O “Loucura Suburbana” é um bloco carnavalesco que foi engendrado dentro do Hospital de Engenho de Dentro como parte de uma utopia que ali acontecia na direção do inatingível lema “Por uma Sociedade sem Manicômio”. Melhor explico, a equipe dirigente do antigo hospício, por dez anos tentou substituir o manicômio por serviços comunitários e de mais serventia aos usuários de Saúde Mental. O bloco carnavalesco por bons sete anos saía na quinta-feira gorda, abrindo os portões do hospício para levar a loucura às ruas do Engenho de Dentro na utopia de um dia não retornar. O bloco era a ponta festiva da utopia que foi construída e que mudou o destino de muitos dos habitantes do hospício. O “Loucura Suburbana” era a comemoração de que se podia sonhar com um amanhã em que o hospício não mais existisse. O bloco queria ganhar as ruas e não ter que retornar na quarta feira de cinzas. Sonhava em ser feliz derramando sobre a cidade a sua loucura o ano inteiro. E na sua irreverência aplicou injeções num boneco que representava o prefeito louco da cidade, falou mal do Ministro da Saúde e seus programas, encarnou a briga da Coordenação Nacional de Saúde Mental com a poderosa e conservadora Associação Brasileira de Psiquiatria, sacaneou com a equipe que dirigia o hospital, dentro do clima carnavalesco que pode e deve falar mal de todo mundo. Primeiro assustou, mas depois ganhou aplauso da população do subúrbio.

Acontece, como sempre soe acontecer, o hospício se impôs ao sonho. A equipe dirigente teve que se afastar por não concordar com os rumos que a prosa vinha tomando. O hospício estava pronto para encerrar suas atividades, como documentei no livro “Ouvindo Vozes”, mas o dragão acordou, retirou as amarras e retomou seu rumo como que inexorável. O projeto foi interrompido e corre riscos: a falta de psiquiatras não pode justificar o retorno da emergência (hoje no hospital geral) para o hospício; a internação de crianças não pode ressuscitar o antigo hospital de neuro-psiquiatria infantil; os moradores não deveriam ser reconduzidos às enfermarias. Em suma, o risco é o renascimento do hospício para a glória do alienismo nacional.

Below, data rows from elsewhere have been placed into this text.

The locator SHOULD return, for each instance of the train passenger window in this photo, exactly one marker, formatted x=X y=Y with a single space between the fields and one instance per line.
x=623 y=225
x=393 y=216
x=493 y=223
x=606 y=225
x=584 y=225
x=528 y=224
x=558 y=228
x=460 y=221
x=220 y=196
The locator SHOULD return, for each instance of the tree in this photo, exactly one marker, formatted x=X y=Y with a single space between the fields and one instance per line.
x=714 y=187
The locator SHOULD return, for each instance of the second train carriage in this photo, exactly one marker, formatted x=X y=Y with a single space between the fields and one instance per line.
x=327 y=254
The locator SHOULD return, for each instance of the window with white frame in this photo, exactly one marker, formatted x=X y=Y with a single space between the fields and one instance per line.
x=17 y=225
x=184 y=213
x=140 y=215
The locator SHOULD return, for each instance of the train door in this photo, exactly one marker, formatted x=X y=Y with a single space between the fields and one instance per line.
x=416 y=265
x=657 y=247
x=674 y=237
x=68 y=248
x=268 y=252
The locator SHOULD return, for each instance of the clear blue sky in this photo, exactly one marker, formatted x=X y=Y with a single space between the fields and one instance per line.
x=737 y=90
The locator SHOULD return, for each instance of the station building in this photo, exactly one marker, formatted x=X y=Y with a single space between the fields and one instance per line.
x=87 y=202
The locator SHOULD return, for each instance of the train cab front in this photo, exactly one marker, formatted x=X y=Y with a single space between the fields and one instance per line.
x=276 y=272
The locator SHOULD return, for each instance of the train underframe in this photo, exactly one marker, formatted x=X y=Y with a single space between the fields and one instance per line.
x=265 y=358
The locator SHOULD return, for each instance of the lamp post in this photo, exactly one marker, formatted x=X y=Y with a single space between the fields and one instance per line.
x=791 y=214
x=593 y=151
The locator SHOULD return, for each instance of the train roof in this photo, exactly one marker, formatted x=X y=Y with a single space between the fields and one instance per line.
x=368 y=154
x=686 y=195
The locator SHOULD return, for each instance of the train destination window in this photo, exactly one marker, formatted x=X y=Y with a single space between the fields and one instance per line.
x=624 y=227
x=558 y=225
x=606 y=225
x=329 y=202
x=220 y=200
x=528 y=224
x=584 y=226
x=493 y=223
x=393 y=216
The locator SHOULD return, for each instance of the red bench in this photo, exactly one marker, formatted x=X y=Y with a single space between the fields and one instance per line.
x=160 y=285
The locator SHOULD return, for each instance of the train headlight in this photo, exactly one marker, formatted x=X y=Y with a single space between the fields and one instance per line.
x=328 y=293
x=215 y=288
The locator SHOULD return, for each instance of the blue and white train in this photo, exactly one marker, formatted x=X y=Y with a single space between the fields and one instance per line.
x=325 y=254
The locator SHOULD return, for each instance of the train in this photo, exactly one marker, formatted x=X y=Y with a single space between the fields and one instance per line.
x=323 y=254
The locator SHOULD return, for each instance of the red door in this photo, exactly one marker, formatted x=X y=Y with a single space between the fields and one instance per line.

O “Loucura Suburbana” podia sair denunciando essa situação ou não saindo para que a cidade sentisse que a loucura tinha sido novamente enclausurada. Mas o bloco ficou surdo ao acontecer e foi domesticado pelo hospício, que o deixa sair, desde que retorne sempre ao final da tarde, os tamborins cansados, o surdo calado, a cuíca gemendo, para que as dores sejam aprisionadas pelo hospício até o próximo carnaval. O “Loucura Suburbana” hoje sai, mas eu não vou porque me sinto em tristeza...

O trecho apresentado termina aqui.